On the Democratic side, the fact that Clinton--for whom my spouse works--is winning working class voters while Obama does better with the affluent suggests that she's better positioned for a tanking economy.
Unity and hope and reform and comity and history---the staples of the Obama mantra-- may sell better in good time than bad. Received political wisdom is running smack into economic reality. It’s not yet clear which force will prove more powerful.
For presidential contenders, the collision takes place in Michigan, Nevada and South Carolina. Unlike comparatively prosperous Iowa and New Hampshire, all three suffer above-average unemployment as the U.S. economy teeters near recession.
“The economy dwarfs everything,” says Lansing-based pollster Ed Sarpolus; in addition to the nation’s highest jobless rate, Michigan ranks near the top in mortgage delinquencies and home foreclosures.
That increases pressure on candidates of both parties, who so far have been constrained from more aggressive responses by lessons of recent political history.
The Republican presidential field has been slowest to propose action to avert a recession.
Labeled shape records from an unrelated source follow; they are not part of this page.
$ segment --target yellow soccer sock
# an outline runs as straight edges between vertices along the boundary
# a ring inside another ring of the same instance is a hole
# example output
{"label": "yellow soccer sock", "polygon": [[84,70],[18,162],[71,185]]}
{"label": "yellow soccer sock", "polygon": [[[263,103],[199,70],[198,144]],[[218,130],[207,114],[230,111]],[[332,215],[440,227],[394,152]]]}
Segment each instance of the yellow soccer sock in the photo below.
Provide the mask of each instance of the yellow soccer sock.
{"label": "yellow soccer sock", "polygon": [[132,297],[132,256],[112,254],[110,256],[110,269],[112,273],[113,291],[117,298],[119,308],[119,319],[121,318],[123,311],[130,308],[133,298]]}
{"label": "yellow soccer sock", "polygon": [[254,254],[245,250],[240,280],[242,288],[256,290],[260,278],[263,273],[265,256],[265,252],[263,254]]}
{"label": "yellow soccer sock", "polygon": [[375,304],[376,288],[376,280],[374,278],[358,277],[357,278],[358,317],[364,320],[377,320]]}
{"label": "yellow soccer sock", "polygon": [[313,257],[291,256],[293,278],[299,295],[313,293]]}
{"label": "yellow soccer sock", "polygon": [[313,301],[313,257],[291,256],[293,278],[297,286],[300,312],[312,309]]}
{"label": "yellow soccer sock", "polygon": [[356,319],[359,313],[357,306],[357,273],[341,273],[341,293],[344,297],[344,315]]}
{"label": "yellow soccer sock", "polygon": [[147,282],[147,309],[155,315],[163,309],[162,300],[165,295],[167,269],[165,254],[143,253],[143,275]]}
Why? Candidates have spent much of the campaign praising the economic performance of their party’s leader, President Bush, and reassuring conservatives of their budget-cutting bona fides.
Tax cuts represent the conventional Republican approach. But extending Mr. Bush’s tax cuts, which leading Republicans favor, won’t help soon since they’re already on the books through 2010.
Additional broad-based income tax relief isn’t easy, since more than one-third of taxpayers are off income tax rolls already.
Cutting the payroll tax is politically dicey since it finances Social Security benefits.
“To get a short-term boost to the economy you have to do something that reduces the tax burden of tens of millions of people, not just a few corporations or a few investors,” says GOP supply-sider Jeff Bell.
“The Republican Party feels handcuffed because Social Security is controversial.”
Pressure to remove the handcuffs won’t ease soon. California, the biggest Feb. 5 primary, suffers similar woes as Michigan.
Nationally, according to a recent NBC/Wall Street Journal poll, two-thirds or more of three key general election targets--independents, suburbanites, and rural voters--are dissatisfied with the economy.
Democratic candidates have hesitated for different reasons. They’ve spent years slamming Bush for excessive tax cuts, and making “fiscal responsibility” the cornerstone of their claim to economic credibility.
That blunts the conventional Democratic policy tool--stimulus through government spending.
But primary pressures are now overcoming that constraint. Just before Christmas, populist Democrat John Edwards proposed $25-billion in spending on energy, job training, and unemployment programs.
Last week, Hillary Clinton upped the ante with a $70-billion package, nearly half targeted to the housing crisis.
In the evolving Democratic primary race, that bread-and-butter spending targets the working class constituency that delivered her New Hampshire victory.
Obama, strongest so far among independents and affluent Democrats, countered yesterday with a variant of the idea favored by Mr. Bell, the Republican supply-sider.
He’d accelerate his previously announced plan for a $500 credit against each worker’s payroll tax liability; to ensure its stimulative effect, he’d abandon for now the imperative of offsetting tax increases.
Next Saturday’s Nevada caucuses, where union voters represent a crucial voting bloc, will test whether it augments Mr. Obama’s blue-collar constituency.